Joycelyn Elders was fired by US President Bill Clinton from her post as Surgeon General, after speaking in favour of masturbation at the United Nations World AIDS Day event. Dr. Elders had been appointed to this task by Clinton, because of her powerful advocacy of the fight against AIDS. The comment that supposedly got her fired was “masturbation is something that is a part of human sexuality, and is a part of something that perhaps should be taught” (to which she later added “masturbation is really something you don’t have to teach.”)

1998

News of the Monica Lewinsky scandal broke in January, exposing an affair between then US President Bill Clinton and Whitehouse Intern Lewinsky.
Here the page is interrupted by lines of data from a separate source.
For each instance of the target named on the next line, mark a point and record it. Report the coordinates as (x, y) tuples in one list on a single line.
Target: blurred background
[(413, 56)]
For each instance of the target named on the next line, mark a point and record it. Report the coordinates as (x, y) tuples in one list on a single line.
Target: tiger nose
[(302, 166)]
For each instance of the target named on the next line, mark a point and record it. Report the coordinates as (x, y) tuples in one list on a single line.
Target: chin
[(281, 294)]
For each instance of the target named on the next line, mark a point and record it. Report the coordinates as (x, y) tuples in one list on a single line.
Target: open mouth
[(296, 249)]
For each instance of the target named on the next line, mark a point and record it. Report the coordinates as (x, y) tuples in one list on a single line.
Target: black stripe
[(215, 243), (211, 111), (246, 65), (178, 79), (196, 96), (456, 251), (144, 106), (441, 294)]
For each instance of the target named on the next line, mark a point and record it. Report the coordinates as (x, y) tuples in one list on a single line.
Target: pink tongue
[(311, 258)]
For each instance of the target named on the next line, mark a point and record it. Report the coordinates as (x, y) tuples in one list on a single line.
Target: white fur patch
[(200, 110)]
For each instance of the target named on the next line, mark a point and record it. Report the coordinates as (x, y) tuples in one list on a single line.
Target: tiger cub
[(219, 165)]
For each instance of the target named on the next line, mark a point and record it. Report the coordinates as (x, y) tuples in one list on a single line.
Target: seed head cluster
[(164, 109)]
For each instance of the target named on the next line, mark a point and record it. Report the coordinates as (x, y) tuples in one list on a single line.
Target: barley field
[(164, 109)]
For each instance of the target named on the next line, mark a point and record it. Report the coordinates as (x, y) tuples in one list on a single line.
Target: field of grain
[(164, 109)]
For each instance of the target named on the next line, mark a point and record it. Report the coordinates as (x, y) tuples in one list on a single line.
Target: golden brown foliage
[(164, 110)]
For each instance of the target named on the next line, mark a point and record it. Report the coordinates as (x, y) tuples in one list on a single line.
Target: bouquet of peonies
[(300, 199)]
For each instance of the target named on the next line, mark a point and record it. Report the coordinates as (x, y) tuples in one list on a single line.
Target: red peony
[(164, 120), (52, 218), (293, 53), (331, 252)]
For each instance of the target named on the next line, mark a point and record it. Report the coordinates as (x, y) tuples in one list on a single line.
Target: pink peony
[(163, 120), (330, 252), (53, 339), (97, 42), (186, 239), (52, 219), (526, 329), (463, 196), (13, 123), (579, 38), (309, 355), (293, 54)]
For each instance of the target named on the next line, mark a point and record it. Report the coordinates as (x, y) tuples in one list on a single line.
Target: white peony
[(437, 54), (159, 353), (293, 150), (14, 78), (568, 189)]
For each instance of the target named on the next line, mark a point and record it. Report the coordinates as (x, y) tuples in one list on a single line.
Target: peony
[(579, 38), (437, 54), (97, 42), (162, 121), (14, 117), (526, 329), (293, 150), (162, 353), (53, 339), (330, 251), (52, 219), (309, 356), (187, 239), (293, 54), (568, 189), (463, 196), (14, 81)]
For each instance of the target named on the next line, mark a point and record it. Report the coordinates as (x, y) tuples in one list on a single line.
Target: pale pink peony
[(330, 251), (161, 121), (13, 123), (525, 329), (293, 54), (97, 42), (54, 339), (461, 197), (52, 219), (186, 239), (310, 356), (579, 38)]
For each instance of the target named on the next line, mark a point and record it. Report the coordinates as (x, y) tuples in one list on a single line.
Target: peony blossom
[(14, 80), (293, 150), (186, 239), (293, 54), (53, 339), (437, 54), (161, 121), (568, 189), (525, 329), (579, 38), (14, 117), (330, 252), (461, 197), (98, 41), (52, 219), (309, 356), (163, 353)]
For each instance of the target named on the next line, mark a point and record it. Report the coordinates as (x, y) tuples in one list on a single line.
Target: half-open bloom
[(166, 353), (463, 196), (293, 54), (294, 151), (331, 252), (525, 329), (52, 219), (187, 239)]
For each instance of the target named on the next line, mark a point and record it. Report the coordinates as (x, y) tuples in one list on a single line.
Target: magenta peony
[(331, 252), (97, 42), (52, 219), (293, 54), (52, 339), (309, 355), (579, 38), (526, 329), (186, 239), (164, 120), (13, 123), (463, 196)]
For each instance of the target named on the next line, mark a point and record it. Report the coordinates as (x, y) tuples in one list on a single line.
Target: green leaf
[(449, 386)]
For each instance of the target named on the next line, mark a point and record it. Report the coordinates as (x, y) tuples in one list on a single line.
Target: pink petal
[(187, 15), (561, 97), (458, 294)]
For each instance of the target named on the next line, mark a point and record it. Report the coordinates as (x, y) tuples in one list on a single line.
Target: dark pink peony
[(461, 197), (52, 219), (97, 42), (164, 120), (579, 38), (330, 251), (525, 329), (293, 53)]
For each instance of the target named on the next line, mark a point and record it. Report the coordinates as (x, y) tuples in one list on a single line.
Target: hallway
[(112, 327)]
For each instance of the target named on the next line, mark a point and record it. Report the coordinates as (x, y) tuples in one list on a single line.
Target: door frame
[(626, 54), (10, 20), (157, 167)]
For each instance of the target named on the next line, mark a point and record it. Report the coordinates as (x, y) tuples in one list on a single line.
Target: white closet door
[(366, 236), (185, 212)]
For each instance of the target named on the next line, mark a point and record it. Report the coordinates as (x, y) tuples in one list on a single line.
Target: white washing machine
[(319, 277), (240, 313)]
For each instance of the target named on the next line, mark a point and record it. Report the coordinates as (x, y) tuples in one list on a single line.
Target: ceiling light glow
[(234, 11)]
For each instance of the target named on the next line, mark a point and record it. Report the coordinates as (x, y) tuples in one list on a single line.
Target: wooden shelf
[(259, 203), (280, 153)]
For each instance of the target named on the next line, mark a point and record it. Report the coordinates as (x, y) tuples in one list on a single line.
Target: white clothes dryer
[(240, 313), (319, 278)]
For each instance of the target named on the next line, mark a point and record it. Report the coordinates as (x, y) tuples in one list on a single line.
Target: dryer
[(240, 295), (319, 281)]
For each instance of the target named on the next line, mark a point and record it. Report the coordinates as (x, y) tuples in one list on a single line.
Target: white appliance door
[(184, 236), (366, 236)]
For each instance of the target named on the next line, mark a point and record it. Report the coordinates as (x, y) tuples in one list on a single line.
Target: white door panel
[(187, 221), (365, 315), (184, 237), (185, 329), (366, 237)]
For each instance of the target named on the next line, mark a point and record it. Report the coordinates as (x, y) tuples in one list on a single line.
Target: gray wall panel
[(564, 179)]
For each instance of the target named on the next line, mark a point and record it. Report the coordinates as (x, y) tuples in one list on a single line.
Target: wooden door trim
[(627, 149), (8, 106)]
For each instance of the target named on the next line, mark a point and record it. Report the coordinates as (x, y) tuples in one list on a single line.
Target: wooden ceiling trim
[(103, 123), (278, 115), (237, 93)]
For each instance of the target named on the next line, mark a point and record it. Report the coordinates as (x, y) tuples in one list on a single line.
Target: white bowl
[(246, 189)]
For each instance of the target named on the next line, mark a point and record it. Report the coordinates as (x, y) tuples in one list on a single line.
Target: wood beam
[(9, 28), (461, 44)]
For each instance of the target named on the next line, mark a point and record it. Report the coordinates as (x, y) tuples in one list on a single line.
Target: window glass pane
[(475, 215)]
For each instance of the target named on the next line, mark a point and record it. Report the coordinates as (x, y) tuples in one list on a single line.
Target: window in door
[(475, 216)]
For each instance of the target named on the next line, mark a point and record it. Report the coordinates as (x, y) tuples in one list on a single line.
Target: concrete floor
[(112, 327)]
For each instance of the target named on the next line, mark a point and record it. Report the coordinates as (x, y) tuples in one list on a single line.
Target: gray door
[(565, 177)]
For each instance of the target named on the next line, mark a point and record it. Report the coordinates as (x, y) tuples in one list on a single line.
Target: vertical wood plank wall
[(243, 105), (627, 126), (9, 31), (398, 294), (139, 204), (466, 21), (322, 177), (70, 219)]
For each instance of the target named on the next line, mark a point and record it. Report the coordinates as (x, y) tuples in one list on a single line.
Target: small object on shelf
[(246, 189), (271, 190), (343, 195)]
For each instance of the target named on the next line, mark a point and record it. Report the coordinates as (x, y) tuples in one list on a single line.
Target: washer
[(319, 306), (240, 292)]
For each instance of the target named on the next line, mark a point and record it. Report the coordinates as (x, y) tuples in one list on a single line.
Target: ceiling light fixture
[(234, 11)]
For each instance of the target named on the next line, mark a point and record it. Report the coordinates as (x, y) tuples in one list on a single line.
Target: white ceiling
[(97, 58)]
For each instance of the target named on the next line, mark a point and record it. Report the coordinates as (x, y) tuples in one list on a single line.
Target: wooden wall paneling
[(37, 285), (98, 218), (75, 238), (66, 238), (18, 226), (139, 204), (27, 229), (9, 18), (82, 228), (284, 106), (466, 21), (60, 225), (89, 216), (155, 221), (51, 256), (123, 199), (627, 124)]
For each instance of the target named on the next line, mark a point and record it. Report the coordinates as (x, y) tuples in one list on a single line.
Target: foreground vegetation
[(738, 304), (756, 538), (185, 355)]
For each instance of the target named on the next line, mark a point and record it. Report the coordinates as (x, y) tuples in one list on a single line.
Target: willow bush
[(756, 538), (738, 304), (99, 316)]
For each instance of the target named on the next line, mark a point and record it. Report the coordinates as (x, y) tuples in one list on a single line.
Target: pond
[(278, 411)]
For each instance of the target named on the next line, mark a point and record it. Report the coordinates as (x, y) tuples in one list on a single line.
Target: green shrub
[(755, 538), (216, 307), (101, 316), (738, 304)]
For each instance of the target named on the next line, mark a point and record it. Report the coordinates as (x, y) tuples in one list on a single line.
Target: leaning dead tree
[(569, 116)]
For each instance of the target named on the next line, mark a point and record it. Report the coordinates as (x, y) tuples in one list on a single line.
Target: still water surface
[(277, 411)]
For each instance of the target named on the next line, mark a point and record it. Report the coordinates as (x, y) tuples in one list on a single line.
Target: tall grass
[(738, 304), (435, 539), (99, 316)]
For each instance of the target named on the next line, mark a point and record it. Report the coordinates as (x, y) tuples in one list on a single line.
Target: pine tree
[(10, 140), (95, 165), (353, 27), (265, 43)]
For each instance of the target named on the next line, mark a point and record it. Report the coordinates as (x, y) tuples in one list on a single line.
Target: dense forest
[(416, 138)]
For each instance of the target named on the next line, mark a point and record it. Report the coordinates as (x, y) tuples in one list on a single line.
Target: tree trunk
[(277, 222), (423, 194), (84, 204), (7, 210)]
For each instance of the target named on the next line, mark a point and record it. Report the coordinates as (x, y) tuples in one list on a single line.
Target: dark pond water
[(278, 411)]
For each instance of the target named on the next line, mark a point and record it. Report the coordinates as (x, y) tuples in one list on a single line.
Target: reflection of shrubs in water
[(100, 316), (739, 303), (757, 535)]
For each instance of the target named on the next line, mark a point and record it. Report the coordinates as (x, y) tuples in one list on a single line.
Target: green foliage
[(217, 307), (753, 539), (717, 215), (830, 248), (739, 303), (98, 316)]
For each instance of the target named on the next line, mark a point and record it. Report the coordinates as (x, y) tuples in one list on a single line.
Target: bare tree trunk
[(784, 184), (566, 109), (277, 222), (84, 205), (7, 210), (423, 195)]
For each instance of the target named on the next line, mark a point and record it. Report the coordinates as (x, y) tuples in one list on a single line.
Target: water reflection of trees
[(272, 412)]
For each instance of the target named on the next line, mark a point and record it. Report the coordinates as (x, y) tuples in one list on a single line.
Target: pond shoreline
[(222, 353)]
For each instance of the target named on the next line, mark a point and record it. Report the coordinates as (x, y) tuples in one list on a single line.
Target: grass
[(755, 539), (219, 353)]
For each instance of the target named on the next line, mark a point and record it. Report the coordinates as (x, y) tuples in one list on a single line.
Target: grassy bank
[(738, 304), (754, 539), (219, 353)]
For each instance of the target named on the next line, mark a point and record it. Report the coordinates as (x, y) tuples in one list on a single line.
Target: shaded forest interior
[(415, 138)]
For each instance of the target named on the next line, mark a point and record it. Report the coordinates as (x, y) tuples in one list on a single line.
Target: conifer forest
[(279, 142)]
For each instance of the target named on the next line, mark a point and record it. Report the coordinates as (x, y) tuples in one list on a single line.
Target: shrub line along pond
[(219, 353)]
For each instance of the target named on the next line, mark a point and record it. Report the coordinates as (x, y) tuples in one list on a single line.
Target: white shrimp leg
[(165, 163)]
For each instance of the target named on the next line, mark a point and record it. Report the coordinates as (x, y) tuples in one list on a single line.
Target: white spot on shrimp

The 22-year old Lewinsky became the centre of a story that will best be remembered by Clinton’s quote “I did not have sexual relations with that woman”.

Through the ensuing investigations, attempts at impeachment, apologies and book deals, it was revealed that the pair had enjoyed oral sex, cigar sex and other oval office frolics.

This incident served to bring the question of what constitutes sex into mainstream discussion.

1998

Viagra came onto the market as a drug for male sexual dysfunction. It has since grown to annual sales of over $1 billion (excluding sales of illegal generic copies), not only for dysfunction but also as a recreational drug, meaning that it is used to achieve better sexual performance in men that do not necessarily have erectile problems. It is sometimes prescribed for women but has not yet been approved for treatment of female sexual dysfunction.

1998

Sex and the City aired on June 6th. Carrie, Samantha, Miranda and Charlotte spent the next 6 years doing some unorthodox sex education. In an episode of the first season we were introduced Charlotte’s vibrator, the Jack Rabbit. The toy was so sought after that in some cities, all available models were sold out of the shops within days.

2002

 Cialis was approved in Europe as the new erectile dysfunction drug. A year later, it is approved and sold in the US. Like Viagra, it is used not only for dysfunction but also for improved performance. Unlike Viagra, which has a 4 hour active period, with Cialis the effect lasts up to 36 hours, and earned it the nickname “the Weekend Pill”.

2003

Seasonale pills went onto the market under the slogan “Fewer periods, more possibilities”. This oral contraceptive which comes in courses of 84 days instead of 21, was designed to keep woman free of monthly periods, having four periods a year instead. The popularity of this new version of the pill has recently led other drug developers to start testing pills that will be taken non-stop, meaning that periods can be eliminated until they are absolutely necessary.

2008

Italian scientist, Emmanuele Jannini, of the University of L’Aquila claims to be the first person to find anatomical evidence of the female G-Spot. He found physiological differences between women who experience vaginal orgasms and those who do not. Doing ultrasound testing, he found vaginally orgasmic women to have thicker tissue between the vagina and the urethra.

2010

Flibanserin, the drug that was commonly expected to become the “Pink Viagra” or the “Female Viagra” was not given FDA approval, prompting developers Boehringer Ingelheim to call off years of expensive R&D and pharmaceutical marketing. This drug in development was expected to treat Hypoactive Sexual Desire Disorder (HSDD), otherwise known as low sexual desire in women, the most common form of sexual dysfunction, for those who consider it to even be a dysfunction (as opposed to a normal reaction to the modern female lifestyle and demands). A drug like this, were it ever to make it to the market, would supposedly be worth an annual $2 billion, which has had many eager pharmaceutical companies trying to find solutions.

Development of Flibanserin was discontinued in June 2010 after clinical trials failed to show that this drug was significantly more effective than placebos, but produced a range of side effects that would not be justified by its purpose.